[Cryptography] Crypto Standards v.s. Engineering habits - Was: NIST about to weaken SHA3?

John Kelsey crypto.jmk at gmail.com
Sun Oct 13 01:28:03 EDT 2013


On Oct 12, 2013, at 6:51 AM, Ben Laurie <ben at links.org> wrote:
...
> AIUI, you're trying to make it so that only active attacks work on the
> combined protocol, whereas passive attacks might work on the outer
> protocol. In order to achieve this, you assume that your proposed
> inner protocol is not vulnerable to passive attacks (I assume the
> outer protocol also thinks this is true).
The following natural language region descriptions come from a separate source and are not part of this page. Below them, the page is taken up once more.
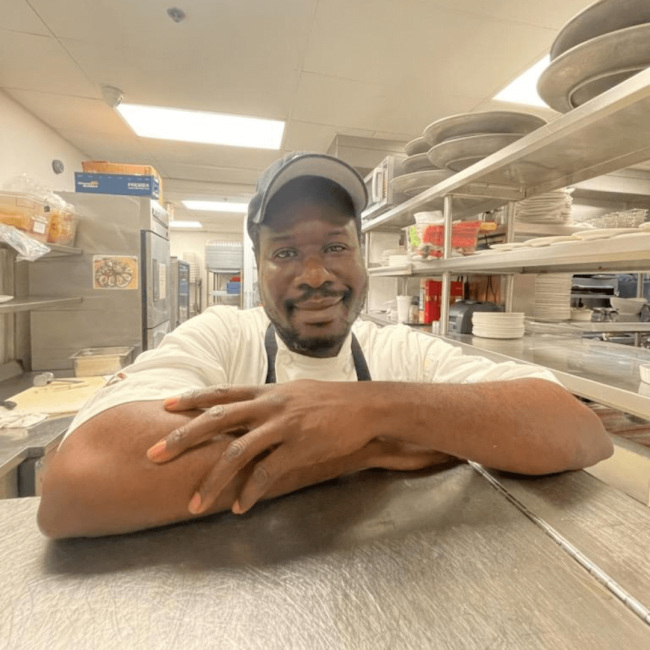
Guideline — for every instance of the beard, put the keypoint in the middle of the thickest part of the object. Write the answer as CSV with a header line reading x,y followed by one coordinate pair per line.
x,y
325,345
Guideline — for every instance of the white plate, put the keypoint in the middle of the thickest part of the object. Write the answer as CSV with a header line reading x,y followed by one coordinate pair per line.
x,y
460,153
602,233
595,66
464,124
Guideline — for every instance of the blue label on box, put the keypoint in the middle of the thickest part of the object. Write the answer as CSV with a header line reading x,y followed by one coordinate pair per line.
x,y
123,184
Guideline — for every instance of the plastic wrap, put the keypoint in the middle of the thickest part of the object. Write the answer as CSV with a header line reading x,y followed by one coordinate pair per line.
x,y
28,248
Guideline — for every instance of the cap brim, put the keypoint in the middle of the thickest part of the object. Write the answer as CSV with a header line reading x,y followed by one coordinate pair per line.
x,y
323,166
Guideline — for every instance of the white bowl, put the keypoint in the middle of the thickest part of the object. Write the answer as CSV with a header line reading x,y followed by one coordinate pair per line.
x,y
644,371
627,305
581,314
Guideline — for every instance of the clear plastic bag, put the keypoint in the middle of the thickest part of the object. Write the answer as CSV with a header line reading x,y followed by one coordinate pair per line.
x,y
28,248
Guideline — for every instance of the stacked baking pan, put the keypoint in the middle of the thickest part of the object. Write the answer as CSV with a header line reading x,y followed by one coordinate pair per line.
x,y
599,48
456,142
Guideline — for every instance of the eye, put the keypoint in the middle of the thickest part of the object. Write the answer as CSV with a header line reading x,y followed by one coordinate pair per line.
x,y
284,254
336,248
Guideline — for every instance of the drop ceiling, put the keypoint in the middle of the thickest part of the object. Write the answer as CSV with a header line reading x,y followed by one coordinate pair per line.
x,y
380,69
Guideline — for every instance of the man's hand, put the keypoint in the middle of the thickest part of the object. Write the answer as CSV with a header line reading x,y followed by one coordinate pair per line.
x,y
285,427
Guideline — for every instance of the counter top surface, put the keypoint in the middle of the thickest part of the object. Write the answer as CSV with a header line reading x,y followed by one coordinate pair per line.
x,y
377,560
17,445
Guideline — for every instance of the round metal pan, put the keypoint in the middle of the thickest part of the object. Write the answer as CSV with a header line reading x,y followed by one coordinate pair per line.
x,y
460,153
413,184
419,162
600,18
414,147
488,122
594,67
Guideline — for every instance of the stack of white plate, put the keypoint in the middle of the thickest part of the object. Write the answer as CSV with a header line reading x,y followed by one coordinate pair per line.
x,y
497,325
553,297
553,207
223,255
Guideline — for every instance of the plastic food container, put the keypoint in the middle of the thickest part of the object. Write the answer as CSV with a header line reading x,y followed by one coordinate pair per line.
x,y
26,213
63,227
91,362
427,240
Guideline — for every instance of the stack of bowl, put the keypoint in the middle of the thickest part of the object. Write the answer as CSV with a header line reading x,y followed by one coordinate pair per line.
x,y
602,46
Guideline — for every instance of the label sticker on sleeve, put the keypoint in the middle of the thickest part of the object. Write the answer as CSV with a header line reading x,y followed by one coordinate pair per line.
x,y
115,272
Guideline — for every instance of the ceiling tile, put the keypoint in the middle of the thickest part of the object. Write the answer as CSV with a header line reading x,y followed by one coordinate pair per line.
x,y
169,151
181,80
373,107
265,34
73,113
18,16
550,13
241,177
115,148
31,62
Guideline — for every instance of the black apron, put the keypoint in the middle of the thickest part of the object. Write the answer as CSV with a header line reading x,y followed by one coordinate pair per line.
x,y
360,365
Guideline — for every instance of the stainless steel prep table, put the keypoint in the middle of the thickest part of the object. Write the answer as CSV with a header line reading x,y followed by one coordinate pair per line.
x,y
378,560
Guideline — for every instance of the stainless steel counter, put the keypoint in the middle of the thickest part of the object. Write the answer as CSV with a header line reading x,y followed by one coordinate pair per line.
x,y
378,560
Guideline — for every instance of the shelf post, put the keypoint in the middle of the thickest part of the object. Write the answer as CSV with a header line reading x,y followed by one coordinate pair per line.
x,y
509,288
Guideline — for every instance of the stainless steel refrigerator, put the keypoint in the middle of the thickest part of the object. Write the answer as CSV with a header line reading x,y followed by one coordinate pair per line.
x,y
123,276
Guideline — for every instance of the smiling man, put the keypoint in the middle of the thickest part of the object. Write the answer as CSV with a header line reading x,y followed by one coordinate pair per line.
x,y
236,406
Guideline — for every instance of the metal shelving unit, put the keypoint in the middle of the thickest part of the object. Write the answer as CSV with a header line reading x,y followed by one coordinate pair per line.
x,y
605,135
32,303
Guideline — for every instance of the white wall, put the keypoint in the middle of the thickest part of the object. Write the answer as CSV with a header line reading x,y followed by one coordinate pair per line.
x,y
28,146
186,241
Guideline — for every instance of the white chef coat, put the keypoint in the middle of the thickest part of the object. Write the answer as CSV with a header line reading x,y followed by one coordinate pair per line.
x,y
225,345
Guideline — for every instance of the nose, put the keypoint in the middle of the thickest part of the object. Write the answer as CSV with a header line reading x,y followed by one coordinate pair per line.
x,y
314,272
Why should we believe the
> inner protocol is any better than the outer one in this respect?

The point is, we don't know how to make protocols that really are reliably secure against future attacks.  If we did, we'd just do that. 


My hope is that if we layer two of our best attempts at secure protocols on top of one another, then we will get security because the attacks will be hard to get through the composed protocols.  So maybe my protocol (or whatever inner protocol ends up being selected) isn't secure against everything, but as long as its weaknesses are covered up by the outer protocol, we still get a secure final result.  

One requirement for this is that the inner protocol must not introduce new weaknesses.  I think that means it must not:

a.  Leak information about its plaintexts in its timing, error messages, or ciphertext sizes.  

b.  Introduce ambiguities about how the plaintext is to be decrypted that could mess up the outer protocol's authentication.  

I think we can accomplish (a) by not compressing the plaintext before processing it, by using crypto primitives that don't leak plaintext data in their timing, and by having the only error message that can ever be generated from the inner protocol be essentially a MAC failure or an out-of-sequence error.  

I think (b) is pretty easy to accomplish with standard crypto, but maybe I'm missing something.  

...
> Particularly since you're using tainted algorithms ;-).

If using AES or P256 are the weak points in the protocol, that is a big win.  Right now, we aren't getting anywhere close to that.  And there's no reason either AES or P256 have to be used--I'm just looking for a simple, lightweight way to get as much security as possible inside some other protocol.